All experiments were approved by the Animal Ethics Committee of The University of Melbourne and conducted in accordance with the codes of practice stipulated by the National Health and Medical Research Council (Australia). Anaesthetized (Ketamine, 100 mg/kg; Xylazine, 10 mg/kg, i.p.) 12-wk old CD2F1 mice received a s.c. injection of Phosphate Buffered Saline (PBS, control) or C-26 tumour cells. After 18-20 days, assessments were made of grip strength, rotarod performance, locomotor activity, whole body metabolism and contractile properties of tibialis anterior (TA) muscles and diaphragm muscle strips. Using procedures we have described in detail previously (Murphy et al., 2011), animals were anaesthetized deeply with sodium pentobarbitone (Nembutal, 60 mg/kg, i.p.) prior to in situ assessment of muscle contractile properties and were later killed as a consequence of cardiac excision while still anaesthetized deeply.
Injection of C-26 cells reduced body and muscle mass, as well as epididymal fat mass (p<0.05). C-26 tumour-bearing mice exhibited a 22% and 55% lower grip strength and rotarod performance, respectively (p<0.05). Locomotor activity was impaired following C-26 injection, with reductions in movement distance, duration and speed compared with controls (p<0.05). TA muscles from C-26 tumour-bearing mice had lower maximum absolute force (−27%) and force during fatiguing stimulation (p<0.01). Maximum specific (normalized) force of diaphragm muscle strips was reduced (−10%) in C-26 tumour-bearing mice, and force during fatiguing stimulation was also lower (p<0.01). The C-26 tumour-bearing mice exhibited reduced carbohydrate oxidation and increased fat oxidation compared with controls (p<0.01) as determined from oxygen uptake and carbon dioxide production.

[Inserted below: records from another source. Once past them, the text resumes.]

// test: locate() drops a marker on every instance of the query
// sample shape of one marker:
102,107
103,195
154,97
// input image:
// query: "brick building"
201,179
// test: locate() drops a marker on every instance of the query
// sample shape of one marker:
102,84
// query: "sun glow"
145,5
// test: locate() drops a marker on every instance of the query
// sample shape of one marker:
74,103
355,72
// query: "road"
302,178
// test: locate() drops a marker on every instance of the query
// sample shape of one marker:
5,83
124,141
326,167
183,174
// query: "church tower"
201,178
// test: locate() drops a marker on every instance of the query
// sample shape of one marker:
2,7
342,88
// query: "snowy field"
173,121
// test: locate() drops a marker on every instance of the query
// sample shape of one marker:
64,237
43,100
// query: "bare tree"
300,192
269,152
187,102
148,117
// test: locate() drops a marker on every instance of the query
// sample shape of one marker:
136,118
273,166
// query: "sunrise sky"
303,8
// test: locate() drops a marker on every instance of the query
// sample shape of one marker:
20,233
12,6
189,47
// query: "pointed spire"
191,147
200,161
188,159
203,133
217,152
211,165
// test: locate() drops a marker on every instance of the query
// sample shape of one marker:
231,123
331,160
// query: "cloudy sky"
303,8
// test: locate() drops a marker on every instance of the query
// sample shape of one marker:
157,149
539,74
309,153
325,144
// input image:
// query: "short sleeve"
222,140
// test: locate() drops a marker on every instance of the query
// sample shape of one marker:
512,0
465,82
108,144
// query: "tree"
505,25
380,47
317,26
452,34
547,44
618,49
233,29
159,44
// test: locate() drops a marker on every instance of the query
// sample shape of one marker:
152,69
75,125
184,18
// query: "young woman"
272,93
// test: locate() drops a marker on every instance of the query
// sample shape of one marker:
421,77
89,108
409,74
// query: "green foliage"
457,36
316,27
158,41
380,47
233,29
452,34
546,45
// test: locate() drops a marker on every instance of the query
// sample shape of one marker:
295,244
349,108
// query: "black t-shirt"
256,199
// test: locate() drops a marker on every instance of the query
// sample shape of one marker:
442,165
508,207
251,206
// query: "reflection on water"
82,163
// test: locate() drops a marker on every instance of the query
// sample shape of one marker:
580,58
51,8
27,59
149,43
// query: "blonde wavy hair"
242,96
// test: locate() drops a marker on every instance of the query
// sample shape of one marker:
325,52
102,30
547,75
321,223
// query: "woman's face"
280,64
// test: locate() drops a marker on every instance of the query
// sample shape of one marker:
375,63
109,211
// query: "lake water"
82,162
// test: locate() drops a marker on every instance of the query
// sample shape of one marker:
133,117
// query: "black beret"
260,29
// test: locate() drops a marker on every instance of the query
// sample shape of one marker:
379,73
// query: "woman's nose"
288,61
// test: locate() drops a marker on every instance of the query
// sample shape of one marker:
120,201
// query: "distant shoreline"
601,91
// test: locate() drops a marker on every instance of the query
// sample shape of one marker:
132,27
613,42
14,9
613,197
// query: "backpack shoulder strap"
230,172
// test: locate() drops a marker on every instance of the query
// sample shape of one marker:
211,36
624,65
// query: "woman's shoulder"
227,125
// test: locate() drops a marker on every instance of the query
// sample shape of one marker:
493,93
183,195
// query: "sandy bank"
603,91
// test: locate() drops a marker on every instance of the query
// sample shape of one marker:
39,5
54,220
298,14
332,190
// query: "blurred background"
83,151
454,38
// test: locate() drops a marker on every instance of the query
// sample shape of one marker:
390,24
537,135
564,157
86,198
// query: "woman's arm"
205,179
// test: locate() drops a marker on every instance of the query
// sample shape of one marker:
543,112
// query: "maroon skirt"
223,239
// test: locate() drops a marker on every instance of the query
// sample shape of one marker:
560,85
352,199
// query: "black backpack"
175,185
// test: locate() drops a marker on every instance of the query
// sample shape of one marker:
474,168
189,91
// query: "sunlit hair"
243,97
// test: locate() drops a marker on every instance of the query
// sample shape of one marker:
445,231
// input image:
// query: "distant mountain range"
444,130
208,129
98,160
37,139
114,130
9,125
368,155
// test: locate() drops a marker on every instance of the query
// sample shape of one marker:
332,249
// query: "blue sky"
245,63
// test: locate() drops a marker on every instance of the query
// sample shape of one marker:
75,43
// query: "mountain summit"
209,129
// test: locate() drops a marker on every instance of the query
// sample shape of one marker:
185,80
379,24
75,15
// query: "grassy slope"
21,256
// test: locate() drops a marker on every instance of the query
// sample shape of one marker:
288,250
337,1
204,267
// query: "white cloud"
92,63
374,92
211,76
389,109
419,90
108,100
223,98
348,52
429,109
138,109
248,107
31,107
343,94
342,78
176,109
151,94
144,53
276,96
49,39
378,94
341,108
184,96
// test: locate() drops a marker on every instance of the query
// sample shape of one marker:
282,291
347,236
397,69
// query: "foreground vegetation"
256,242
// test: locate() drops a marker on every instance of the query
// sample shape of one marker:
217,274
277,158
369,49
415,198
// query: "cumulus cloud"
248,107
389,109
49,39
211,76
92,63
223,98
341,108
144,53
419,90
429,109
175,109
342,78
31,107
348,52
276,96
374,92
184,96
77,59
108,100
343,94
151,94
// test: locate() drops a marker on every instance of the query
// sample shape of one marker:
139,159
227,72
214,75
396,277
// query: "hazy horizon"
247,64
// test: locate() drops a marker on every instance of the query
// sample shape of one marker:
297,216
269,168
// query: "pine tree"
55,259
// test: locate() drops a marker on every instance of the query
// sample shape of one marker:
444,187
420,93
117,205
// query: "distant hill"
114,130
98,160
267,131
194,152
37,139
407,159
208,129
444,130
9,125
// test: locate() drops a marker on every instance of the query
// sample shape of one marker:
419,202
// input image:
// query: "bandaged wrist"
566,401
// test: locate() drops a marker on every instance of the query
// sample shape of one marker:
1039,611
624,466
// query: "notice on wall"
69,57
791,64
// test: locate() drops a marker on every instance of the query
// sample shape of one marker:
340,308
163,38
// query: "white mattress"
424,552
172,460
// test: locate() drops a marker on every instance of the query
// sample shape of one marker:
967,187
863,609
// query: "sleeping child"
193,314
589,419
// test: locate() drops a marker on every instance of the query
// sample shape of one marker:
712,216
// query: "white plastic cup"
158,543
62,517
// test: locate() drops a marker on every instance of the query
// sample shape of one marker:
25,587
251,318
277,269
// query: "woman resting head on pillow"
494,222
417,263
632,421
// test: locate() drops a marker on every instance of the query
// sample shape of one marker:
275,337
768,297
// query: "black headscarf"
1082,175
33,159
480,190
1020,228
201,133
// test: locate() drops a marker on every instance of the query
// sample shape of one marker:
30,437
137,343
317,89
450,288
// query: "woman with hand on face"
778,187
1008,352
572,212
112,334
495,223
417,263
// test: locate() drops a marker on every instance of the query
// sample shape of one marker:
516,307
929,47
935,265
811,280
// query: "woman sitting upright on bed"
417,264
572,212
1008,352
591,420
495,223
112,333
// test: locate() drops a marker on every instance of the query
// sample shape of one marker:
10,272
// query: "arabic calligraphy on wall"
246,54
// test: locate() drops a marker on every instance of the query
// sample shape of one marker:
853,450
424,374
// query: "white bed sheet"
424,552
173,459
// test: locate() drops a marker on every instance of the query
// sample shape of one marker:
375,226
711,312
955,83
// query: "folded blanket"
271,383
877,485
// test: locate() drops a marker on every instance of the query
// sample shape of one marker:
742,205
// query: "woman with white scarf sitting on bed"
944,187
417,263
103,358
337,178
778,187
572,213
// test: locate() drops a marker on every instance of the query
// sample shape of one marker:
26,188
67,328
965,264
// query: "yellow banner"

The range and consistency of functional and metabolic impairments in C-26 tumour-bearing mice confirm their suitability as a preclinical model for cancer cachexia. Appropriate evaluations of functional and metabolic parameters will help maximize the translation of findings to better identify effective treatments for cancer cachexia.
Murphy KT & Lynch GS. (2009) Expert Opinion on Emerging Drugs 14: 619-632.
Murphy KT, Chee A, Gleeson BG, Naim T, Swiderski K, Koopman R & Lynch GS. (2011) American Journal of Physiology - Regulatory Integrative and Comparitive Physiology 301: R716-R726.